João Ketes atuou grande parte da vida como latoeiro. Jamais estudou. Consertava veículos até do Exército. Casou-se com uma moça de Roncador e lá viveram muito tempo. Mas há dez anos ela morreu vítima de câncer. Não tiveram filhos. Diz ele que o sangue dos dois era igual. “Ficamos com medo de ter um filho com problemas”, revelou. Um dia, em Iretama, João e Helena se conheceram. A vontade de se ver aumentou. Aí decidiram juntar os trapos. E eram poucos. Com problemas de saúde, João achou melhor morar em Campo Mourão.

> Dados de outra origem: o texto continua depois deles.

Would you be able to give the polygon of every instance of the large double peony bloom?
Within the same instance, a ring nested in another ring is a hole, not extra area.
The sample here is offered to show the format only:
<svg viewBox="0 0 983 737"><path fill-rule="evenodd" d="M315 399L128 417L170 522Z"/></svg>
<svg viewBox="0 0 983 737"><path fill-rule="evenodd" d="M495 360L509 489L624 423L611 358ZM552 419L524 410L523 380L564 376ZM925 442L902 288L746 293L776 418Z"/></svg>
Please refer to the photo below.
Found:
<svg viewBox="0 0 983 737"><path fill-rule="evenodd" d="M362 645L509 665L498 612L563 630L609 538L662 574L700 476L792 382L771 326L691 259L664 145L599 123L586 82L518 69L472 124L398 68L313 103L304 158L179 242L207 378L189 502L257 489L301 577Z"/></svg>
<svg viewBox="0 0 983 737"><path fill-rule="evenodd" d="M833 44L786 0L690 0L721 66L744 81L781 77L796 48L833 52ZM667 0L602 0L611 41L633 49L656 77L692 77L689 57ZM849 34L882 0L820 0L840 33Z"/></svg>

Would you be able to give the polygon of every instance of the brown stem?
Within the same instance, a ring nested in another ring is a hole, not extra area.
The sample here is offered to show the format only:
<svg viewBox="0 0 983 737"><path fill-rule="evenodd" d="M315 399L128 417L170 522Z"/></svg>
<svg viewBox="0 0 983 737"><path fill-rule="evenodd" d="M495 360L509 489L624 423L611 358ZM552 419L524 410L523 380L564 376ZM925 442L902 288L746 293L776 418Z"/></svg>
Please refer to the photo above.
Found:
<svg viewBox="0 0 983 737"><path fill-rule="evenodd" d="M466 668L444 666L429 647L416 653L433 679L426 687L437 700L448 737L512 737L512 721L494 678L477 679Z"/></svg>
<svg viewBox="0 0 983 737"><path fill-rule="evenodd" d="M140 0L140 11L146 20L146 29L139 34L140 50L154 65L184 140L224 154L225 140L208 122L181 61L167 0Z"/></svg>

Estão na cidade desde 2007. Chegaram com algumas panelas e nada mais. Aos poucos foram ganhando móveis e mobília. Hoje vivem bem, mas ainda no aluguel, sem televisão e sem rádio.
O casal passa o dia na varanda da casa. Pensam na vida sobre um sofá velho, cujos pés acabaram substituídos por tijolos. O local fica em frente à mata do Rio do Campo. Nem parece que está na zona urbana. Afinal, vivem olhando o rio, capivaras, pássaros e o mato. Uma paz e tranqüilidade absurdas.
Sem dinheiro para o gás, Helena construiu um fogão a lenha. Na verdade o improvisou. Ainda sentada, de longe avista o “tanquinho” novo para lavar roupas. Presente de uma das filhas. “Tudo que tem dentro da casa foi ganhado. Não temos condições para comprar nada”, revela João. Segundo ele, “estão sempre duros”, como a maioria dos brasileiros. Não fosse a ajuda solidária da comunidade e dos filhos de Helena, o casal certamente passaria fome. Mas crentes em Deus, ainda acreditam numa intervenção divina. Afinal, é o que lhes resta. Sabem que promessas são como o vento, que vem e vai.